BLOG · 2026-07-01
Bad at puzzles, my brain glitched watching Toodee and Topdee
Can't solve them, still hooked #08 — just switching between 2D and 3D gets me lost
Eighth time's the charm (extra ice in the mugicha today)
Hi, I'm Tsumiki. Today's game looks a little strange. "Toodee and Topdee" — the same room flips between a side-view 2D platformer and a top-down puzzle at the press of a button. Same floor, same walls, but the moment the view changes, the paths and the enemies look completely different.
Just imagining it makes my brain knot up. I'm sure I'd immediately go "wait, where did that wall go?" But watching a let's play, there's apparently a really satisfying moment buried in there. Today I came to peek at that "a-ha" with you.
What I watched today
Episode 8 features Olexa again, the English-speaking creator from episode 7, playing "Toodee and Topdee." The video title, "PERSPECTIVE SHIFTING PUZZLE PLATFORMER!", commits just as fully as last time, which I find reassuring. About 240,000 subscribers, endlessly digging through indie puzzle games. Take a look at the video below first.

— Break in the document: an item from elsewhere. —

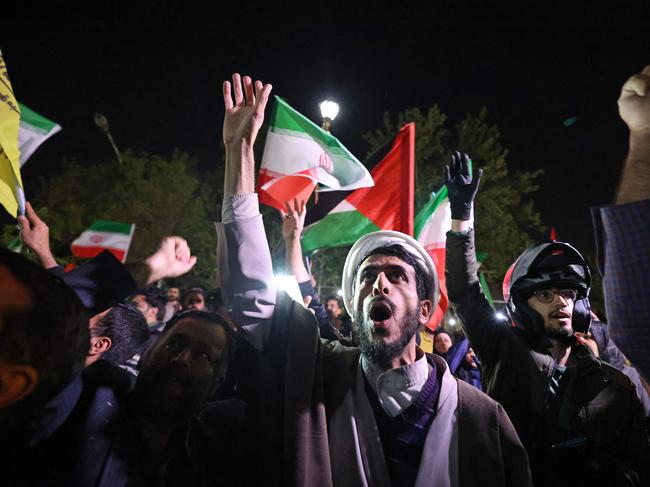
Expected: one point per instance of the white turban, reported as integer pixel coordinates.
(385, 238)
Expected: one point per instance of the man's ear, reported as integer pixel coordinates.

"Toodee and Topdee" was made by dietzribi, a two-brother team. It started as an idea from the 2018 game jam Ludum Dare 41, whose theme was "combine two genres that don't get along" — the same level geometry, readable both as a side-view 2D platformer and a top-down puzzle. That jam prototype got built out into a full commercial release. I love this — taking a jam idea and actually seeing it through.
What I think while watching, hopeless at solving
The fun part is watching Olexa freeze for a beat right after switching views, going "oh, wait." A spot that looked like a wall from the side turns out to be a normal walkable path from above, and it fools him a little every time. But after enough repetitions, he starts predicting "it's probably going to be like this" before he even switches. The moment the prediction lands, that "whoa, I read it" — that's the best part.
Let me be serious for one line. I think this game teaches, through your body rather than a rulebook, that the same place gives you completely different information depending on the angle you view it from. Even knowing that in your head, you can't quite believe it until you actually press the switch button — making you repeat that flash of confusion over and over is quietly brilliant design.
And watching it, I thought of something — I used to assume that being bad at puzzles meant I "couldn't see" something. But watching this game, maybe I was just stuck clinging to a single point of view all along. Right before Olexa says "oh, that's it," he's always switching the view one more time. The answer wasn't a new discovery so much as something that was already there, waiting on the other side of a changed angle.
So it's okay not to solve it
"Toodee and Topdee" — if I played it myself, I'm sure I'd be lost within ten minutes, going "wait, which view am I in." But watching someone else pile up "I read it" moments while switching views is genuinely satisfying. And since Olexa keeps narrating his thinking the whole time, the logic behind each switch actually comes through. Start with the video above.
Are you the type who's good at switching, or do you end up like me, going "wait, which one am I in"? Tell me in the comments — it'll shape which let's play I watch next. Change the angle, and the same room shows a different face — and speaking of that, my mugicha is properly cold today.